What It Refuses to Do
There are whole shelves of novels about creativity and survival that lean hard on the idea that making something beautiful heals what’s broken, that art is the thing that gets you through, that the act of creation is itself a form of rescue.
Glorious Exploits is not that book, and it is better for it. The production is genuinely moving, people are changed by it, and the terrible things still happen anyway, and Lennon does not flinch from this or soften it or allow the art to save anyone in the way art-about-art novels usually maneuver things so that art saves someone, usually at the end, usually just in time.

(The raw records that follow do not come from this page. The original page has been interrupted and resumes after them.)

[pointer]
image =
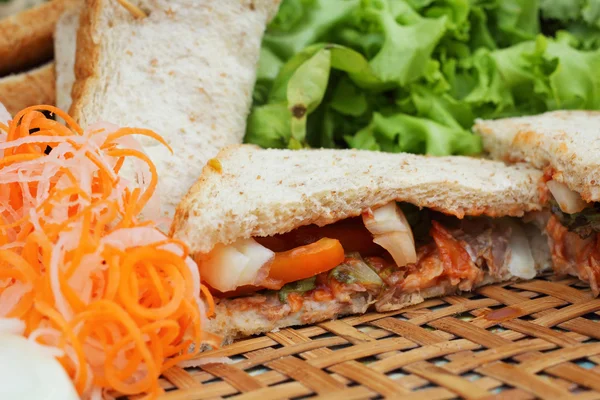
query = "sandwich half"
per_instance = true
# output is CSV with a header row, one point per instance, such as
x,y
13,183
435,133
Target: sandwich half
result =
x,y
287,238
26,49
566,146
182,68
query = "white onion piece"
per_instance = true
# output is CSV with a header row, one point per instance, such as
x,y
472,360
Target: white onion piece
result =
x,y
569,201
521,263
391,230
226,268
31,373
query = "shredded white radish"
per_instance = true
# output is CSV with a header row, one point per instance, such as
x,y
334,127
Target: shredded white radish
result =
x,y
75,227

He is clear-eyed about this the whole way through, and it is the book’s most mature quality and also its quietest devastation, the kind that doesn’t announce itself but is just there when you close the book and sit with it for a minute.
The Honest Bit
The romantic subplot involving Lyra never quite catches up with everything else in the book. There are moments where she functions more as a moral weight than a fully inhabited person, and you feel the slight absence of interiority the way you feel a draught from a window that’s almost but not quite fully closed, not enough to ruin anything, just enough to notice. These are real complaints, and I’m including them so that when I tell you everything else is extraordinary, you believe me.
Rating: 4.5 / 5
Full marks for making me genuinely care about two fictional potters in 412 BC Sicily, which I did not budget for emotionally when I started the year. Half a star for the ending, which asks slightly more of you than it quite earns, though I want to be clear that “slightly” is doing a lot of work in that sentence and the gap is small.

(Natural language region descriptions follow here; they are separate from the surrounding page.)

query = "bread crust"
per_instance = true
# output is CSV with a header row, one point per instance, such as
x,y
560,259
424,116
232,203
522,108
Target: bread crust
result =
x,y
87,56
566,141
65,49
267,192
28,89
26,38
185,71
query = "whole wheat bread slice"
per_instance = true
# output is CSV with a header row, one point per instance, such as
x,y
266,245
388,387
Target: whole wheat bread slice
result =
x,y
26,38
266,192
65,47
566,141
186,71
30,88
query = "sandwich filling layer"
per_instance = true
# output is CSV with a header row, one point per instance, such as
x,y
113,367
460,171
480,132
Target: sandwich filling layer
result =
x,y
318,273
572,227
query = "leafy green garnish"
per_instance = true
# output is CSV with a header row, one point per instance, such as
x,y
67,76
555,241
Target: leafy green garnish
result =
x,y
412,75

One Question, and Then I’ll Leave You Alone
Has a book ever made hope and despair feel like weather rather than opposites, like they’re just taking turns, stepping around each other in the hallway, using the same door?
Because Glorious Exploits did that to me repeatedly over the course of reading it, and I’m still not entirely sure what to do with it.
If you’ve read it, I want to know what you made of the ending. Not what you think about it. What you made of it.
There’s a difference, and I think this book earns that distinction. Drop it in the comments, or don’t, and just sit with it a while. That’s allowed too.